Wednesday, he performed perfectly in that role for the A's -- a role his teammates, manager Art Howe and the 31,953 on hand at Network Associates Coliseum desperately needed him to play after Tuesday's tough Game 1 loss.
He was the ultimate stopper in Oakland's 9-1 win -- snuffing out any Minnesota attempt at a comeback after the A's jumped out to a lead.
Although he threw blanks in five of the six frames he pitched, the zeros he put up in the top of the third and fourth may have been the most important.
It was beginning to look a little bit like déjà vu for the A's early on. One day after jumping to an early lead against the Twins, the A's did it again on a three-run homer in the first by Eric Chavez. In Game 1, Minnesota answered every time the A's put up a run, stopping the A's momentum and keeping the game within reach.
It looked like more of the same early in Game 2. Oakland had a chance to add to its lead in the second off Twins starter Joe Mays, putting runners at first and third with nobody out. But just like they did too often Tuesday, the A's could not convert. Ramon Hernandez struck out, Ray Durham popped out to short left field and Scott Hatteberg grounded into a fielder's choice at short -- a deflating way to end an inning.
But unlike Tuesday's Game 1, when the Twins followed a shutdown A's frame with runs to snatch the momentum, Mulder wasn't about to let that happen Wednesday.
After allowing Luis Rivas to lead off the third with a single to left, Mulder went to work on the top of the Twins lineup. He struck out Jacque Jones looking, induced a fielder's choice out of Cristian Guzman and got clean-up hitter Corey Koskie to fly out to center.
Tim Hudson, who had trouble in similar situations Tuesday, said it was a big moment for his fellow starter.
"After Mays pitched out of that jam, it could have been a big momentum swing," said Tim Hudson. "But he shut them down. That's what they expect out of us, and Mulder went out and did it today."
Center fielder Terrence Long called Mulder's second inning the key moment of the game.
"The biggest thing about that inning is that Mark went out and shut them down after it," said Long. "We didn't do our job, but he picked us up. That was the game, right there. That gave us our confidence back."
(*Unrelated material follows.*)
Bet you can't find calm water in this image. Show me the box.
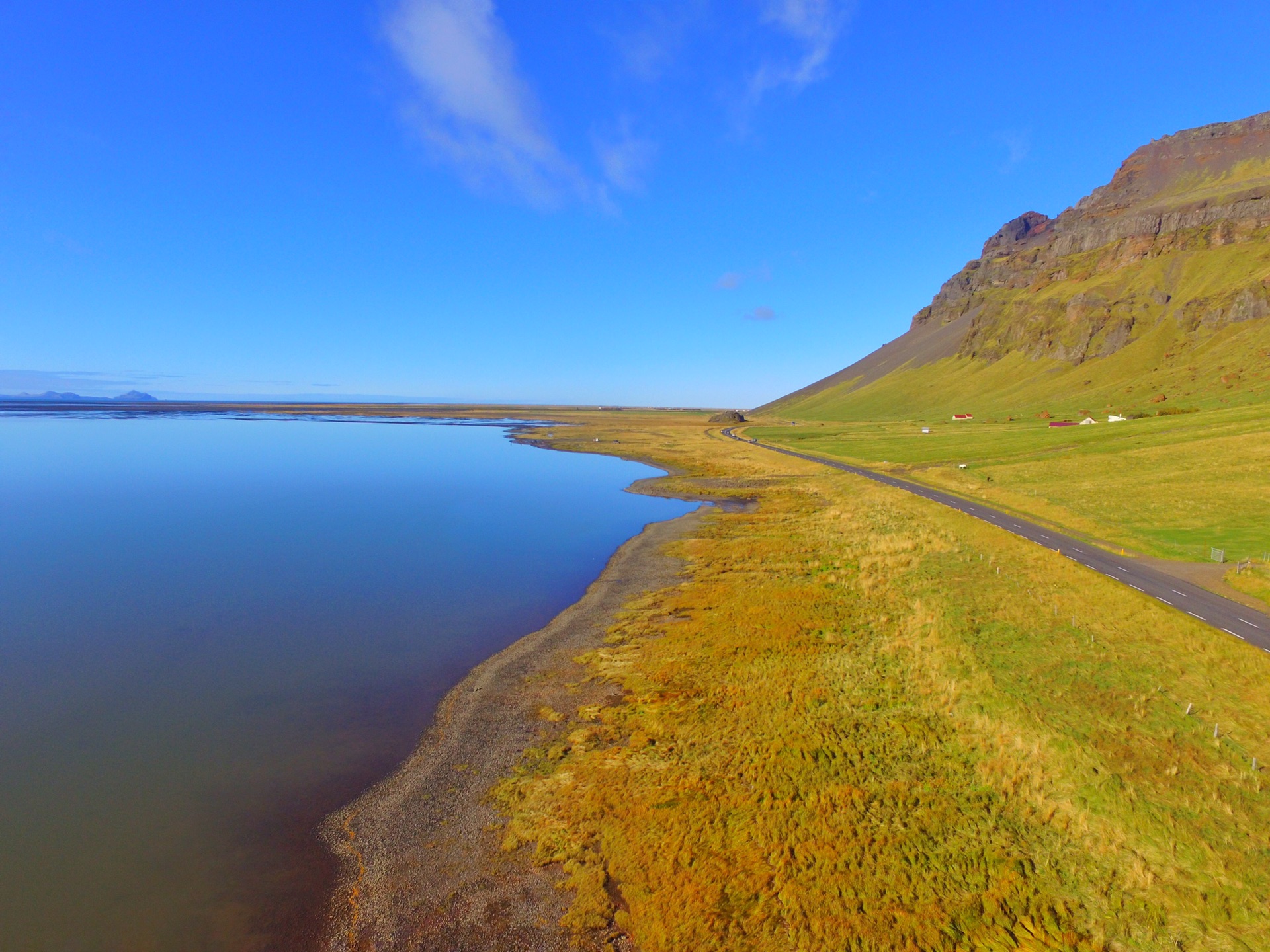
[0,416,690,952]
In the bottom of the third, the A's showed that confidence by loading the bases with three singles, but again could not convert that opportunity into any runs.
Just like in the top of the third, the Twins got a man aboard to lead off the fourth. And just like he did an inning earlier, Mulder again shut the momentum down, retiring three in a row after Matthew LeCroy's single to start the inning.
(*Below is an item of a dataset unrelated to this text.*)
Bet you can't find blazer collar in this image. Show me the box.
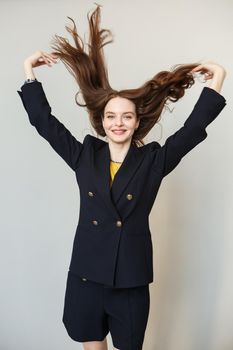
[93,142,144,216]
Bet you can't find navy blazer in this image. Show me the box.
[17,81,226,288]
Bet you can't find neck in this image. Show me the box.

The A's finally blew it open in the bottom half of the fourth, scoring five runs, three of them coming on a David Justice RBI triple. With an 8-0 lead, Mulder cruised. He finished having allowed only one Minnesota run -- a solo home run to Guzman in the sixth -- on five hits before exiting with a 9-1 lead prior to the seventh.
"I think when we score runs like that, I've got to try and do my best to put up a zero in the next inning," said Mulder, who will be ready to go for a possible Game 5 back here on Sunday after throwing only 90 pitches. "It's very important. You can't let them think they can get back in the game."
Also very important was winning this game for the A's. Despite the fact that they put on a fearless face after yesterday's loss, going to the Metrodome down 0-2 would have been a different story.
"Being down one, we needed to win today. It was a very big game," admitted Mulder. "Now we have put ourselves in a position where we have Barry [Zito] going in Game 3, which is probably the most important game right now.
"When you have your best pitcher going in Game 3, like we do, we have a good chance now."
Kent Schacht is an editorial producer for MLB.com. This story was not subject to the approval of Major League Baseball or its clubs.